Gunmen have looted humanitarian compounds as fighting grips the Central African Republic town of Bria, while more than 20,000 people have fled to a nearby UN peacekeeping base, authorities said.

Concerns are mounting that sectarian violence is again spiralling out of control, even in places that were previously spared during the conflict that began in late 2013.

Clashes erupted in Bria again on Friday and the situation was worsening, according to the UN humanitarian agency. At least five people have been killed and several dozen wounded since the unrest began on Tuesday.

"Armed groups came to humanitarian compounds and pillaged a warehouse," said the agency's chief of office for the country, Joseph Inganji. "There's fighting taking place but we don't know who's fighting who."

In November, the central town was the site of fierce clashes between two splinter groups of the mostly Muslim rebel movement called Seleka that has battled with Christian militia fighters.

Human Rights Watch said at least 14 people were killed over 11 days of fighting in Bria.

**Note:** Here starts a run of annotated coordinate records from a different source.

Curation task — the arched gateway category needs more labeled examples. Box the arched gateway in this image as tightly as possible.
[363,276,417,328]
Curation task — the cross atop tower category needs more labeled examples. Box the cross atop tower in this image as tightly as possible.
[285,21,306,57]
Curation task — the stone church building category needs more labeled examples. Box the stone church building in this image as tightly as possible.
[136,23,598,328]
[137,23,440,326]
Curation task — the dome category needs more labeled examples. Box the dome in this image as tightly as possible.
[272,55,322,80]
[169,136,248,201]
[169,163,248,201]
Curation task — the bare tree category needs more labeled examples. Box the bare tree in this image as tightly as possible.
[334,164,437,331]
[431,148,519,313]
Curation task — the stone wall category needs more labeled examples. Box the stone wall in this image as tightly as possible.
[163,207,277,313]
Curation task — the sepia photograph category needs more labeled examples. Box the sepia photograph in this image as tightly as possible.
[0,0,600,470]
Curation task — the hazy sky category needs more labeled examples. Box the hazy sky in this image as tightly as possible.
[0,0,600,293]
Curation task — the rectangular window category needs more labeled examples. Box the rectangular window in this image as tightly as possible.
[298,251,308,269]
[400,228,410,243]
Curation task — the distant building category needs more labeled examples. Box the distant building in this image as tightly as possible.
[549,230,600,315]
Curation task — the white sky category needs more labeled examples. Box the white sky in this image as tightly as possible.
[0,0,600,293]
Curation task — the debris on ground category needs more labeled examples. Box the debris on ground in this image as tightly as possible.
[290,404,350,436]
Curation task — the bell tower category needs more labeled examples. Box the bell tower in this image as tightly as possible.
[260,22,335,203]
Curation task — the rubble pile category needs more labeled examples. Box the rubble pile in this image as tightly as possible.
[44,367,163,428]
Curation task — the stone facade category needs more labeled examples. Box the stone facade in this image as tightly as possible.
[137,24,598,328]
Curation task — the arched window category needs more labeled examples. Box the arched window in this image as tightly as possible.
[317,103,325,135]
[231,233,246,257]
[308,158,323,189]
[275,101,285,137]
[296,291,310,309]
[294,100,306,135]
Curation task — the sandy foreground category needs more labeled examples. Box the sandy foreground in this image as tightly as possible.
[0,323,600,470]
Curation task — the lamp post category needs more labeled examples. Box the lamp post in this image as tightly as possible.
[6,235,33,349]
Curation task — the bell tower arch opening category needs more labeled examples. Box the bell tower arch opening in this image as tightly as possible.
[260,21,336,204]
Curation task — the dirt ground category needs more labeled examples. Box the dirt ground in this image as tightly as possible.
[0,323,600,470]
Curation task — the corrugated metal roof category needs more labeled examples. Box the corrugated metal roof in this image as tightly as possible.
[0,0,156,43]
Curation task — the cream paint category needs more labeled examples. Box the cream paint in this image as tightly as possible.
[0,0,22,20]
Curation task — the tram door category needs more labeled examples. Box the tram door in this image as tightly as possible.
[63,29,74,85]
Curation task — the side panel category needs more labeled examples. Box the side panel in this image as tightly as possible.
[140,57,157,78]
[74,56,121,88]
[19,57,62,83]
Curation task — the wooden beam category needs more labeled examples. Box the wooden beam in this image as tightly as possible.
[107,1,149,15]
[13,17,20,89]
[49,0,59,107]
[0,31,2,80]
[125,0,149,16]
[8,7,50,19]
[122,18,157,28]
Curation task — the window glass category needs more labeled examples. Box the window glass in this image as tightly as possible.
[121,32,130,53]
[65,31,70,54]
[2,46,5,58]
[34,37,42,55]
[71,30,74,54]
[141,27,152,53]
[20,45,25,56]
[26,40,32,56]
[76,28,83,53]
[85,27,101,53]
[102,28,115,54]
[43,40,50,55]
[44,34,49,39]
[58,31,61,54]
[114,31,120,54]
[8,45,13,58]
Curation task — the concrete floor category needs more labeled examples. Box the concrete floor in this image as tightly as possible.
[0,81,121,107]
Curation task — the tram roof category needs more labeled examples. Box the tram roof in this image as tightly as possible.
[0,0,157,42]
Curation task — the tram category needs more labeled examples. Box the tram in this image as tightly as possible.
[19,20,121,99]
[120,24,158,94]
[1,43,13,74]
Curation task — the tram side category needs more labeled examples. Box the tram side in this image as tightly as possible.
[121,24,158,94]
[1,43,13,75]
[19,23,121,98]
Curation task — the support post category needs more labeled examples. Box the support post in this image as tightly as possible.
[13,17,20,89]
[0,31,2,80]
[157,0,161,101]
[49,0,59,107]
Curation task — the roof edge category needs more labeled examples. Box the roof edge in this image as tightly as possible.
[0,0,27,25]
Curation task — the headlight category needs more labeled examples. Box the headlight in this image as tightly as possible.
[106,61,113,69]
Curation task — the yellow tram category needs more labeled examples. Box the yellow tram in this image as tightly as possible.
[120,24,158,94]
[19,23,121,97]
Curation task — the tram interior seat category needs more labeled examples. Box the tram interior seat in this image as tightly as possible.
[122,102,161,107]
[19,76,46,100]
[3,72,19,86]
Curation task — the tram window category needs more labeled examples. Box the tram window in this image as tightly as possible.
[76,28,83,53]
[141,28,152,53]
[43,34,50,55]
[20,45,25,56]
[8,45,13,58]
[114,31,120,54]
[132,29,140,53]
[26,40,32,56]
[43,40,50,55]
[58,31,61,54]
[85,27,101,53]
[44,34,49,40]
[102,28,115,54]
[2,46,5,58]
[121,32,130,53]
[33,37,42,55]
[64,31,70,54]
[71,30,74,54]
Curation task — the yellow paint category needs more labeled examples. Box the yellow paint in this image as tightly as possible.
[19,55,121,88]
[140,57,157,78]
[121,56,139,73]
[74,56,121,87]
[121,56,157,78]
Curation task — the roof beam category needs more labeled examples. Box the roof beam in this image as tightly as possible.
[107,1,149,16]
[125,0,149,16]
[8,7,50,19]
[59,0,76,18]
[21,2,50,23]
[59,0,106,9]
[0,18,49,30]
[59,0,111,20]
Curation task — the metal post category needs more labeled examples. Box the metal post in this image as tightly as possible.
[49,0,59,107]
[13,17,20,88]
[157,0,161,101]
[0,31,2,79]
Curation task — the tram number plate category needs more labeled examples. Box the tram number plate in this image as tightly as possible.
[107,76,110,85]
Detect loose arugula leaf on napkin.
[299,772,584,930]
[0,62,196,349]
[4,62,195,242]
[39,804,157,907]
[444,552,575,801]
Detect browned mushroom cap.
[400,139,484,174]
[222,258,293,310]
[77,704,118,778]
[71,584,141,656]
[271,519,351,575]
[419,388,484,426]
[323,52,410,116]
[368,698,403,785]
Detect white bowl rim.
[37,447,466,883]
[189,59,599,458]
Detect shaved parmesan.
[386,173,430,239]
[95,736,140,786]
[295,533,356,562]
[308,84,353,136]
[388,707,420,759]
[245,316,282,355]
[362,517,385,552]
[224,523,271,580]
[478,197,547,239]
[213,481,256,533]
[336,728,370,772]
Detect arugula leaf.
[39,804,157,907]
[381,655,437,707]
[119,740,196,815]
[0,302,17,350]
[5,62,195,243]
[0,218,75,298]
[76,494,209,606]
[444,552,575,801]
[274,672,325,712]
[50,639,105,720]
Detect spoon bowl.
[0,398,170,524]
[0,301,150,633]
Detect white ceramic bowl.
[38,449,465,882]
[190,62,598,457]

Other previously calm parts of the country have seen deadly fighting in recent days.

Since May 8, more than 150 people, including six UN peacekeepers, have been killed in attacks in the south-eastern town of Bangassou, the southern town of Alinadao and in Bria, according to the UN, which has warned the death toll could rise.

In the capital, Bangui, tensions were running high. People spoke of the fighting in Bangassou and Bria in hushed tones, turning up the radio whenever the names of the towns came on.

Businesses in the Muslim neighborhood of PK5 were closed in protest at the violence in Bangassou, where Muslims were reportedly targeted.

The humanitarian community's appeal for aid for Central African Republic, one of the world's poorest countries, is only 16% funded.